Centre, states agree on compensation formula; cess on cards for ultra-luxury items
The GST Council on Tuesday discussed a four-tier rate structure suggested by the Centre and agreed on compensation to loss-incurring states for the first five years of the new tax regime. The Opposition might voice differences with the proposal.
The council was apprised of the proposal of these slabs — 6, 12, 18 and 26 per cent, with cess on the highest tariff for ultra luxury and demerit items. The proposal also includes four-per cent rate on gold, but the Centre said it can’t be called a slab because it is specific to just one commodity
Discussions will continue over the next two days.
The council is headed by Union Finance Minister Arun Jaitley and comprises finance ministers and representatives of states.
Jaitley told reporters the base year for calculating the revenue of a state would be 2015-16 and secular growth of 14 per cent would be taken for calculating the likely revenue of each state in the first five years
The council also looked at standard GST rates of 12 and 18 per cent, under which 70 per cent of taxable goods would be covered.
According to the proposal, the highest slab would be 26 per cent. It would cover 20 to 25 per cent of taxable goods, including consumer durable and vehicles.
For ultra-luxury items, such as expensive cars, or demerit items, such as tobacco, a cess above the 26-per cent rate would apply, Revenue Secretary Hasmukh Adhia said after the meeting.
“The proceeds from such cess, estimated to be around Rs 50,000 crore, would be exclusively used by the Centre to compensate states,” he added. Items that attract a five-per cent value added tax will come under the lowest bracket of six per cent, Adhia said. He added services would be either in the 12 per cent and 18 per cent brackets.

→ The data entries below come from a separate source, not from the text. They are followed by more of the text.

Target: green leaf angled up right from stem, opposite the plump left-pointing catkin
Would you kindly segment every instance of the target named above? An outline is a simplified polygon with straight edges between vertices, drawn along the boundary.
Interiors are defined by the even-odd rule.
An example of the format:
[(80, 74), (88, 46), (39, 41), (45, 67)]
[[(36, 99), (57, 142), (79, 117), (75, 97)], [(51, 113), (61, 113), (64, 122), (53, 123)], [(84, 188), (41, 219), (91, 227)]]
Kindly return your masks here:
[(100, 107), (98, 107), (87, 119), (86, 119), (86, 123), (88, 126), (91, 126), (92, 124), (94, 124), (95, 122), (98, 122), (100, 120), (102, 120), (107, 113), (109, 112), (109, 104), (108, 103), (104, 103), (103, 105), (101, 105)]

Jaitley said, “The principles of fixing the rate would be it should be inflation neutral, states and Centre continue with their expenditure and taxpayers are not burdened.”
Once the rate structure is finalised, the technical group of state and central tax officers would discuss which item would fall in which tax bracket.
“So far, between the last two meetings and today, we have been one by one reaching a consensus on each issue and so far all decisions have been taken by a consensus,” said Jaitley.
“And the object is to keep on discussing and re-discussing even when there is no agreement on the first instance, and take as many decision as possible by consensus,” he added.
Kerala Finance Minister Thomas Issac said his state government wanted the highest rate to be fixed at 30 per cent so that common man items can either be exempt or levied with lower tax rates.
The compensation to states would be “limited to taxes subsumed into GST”, he said.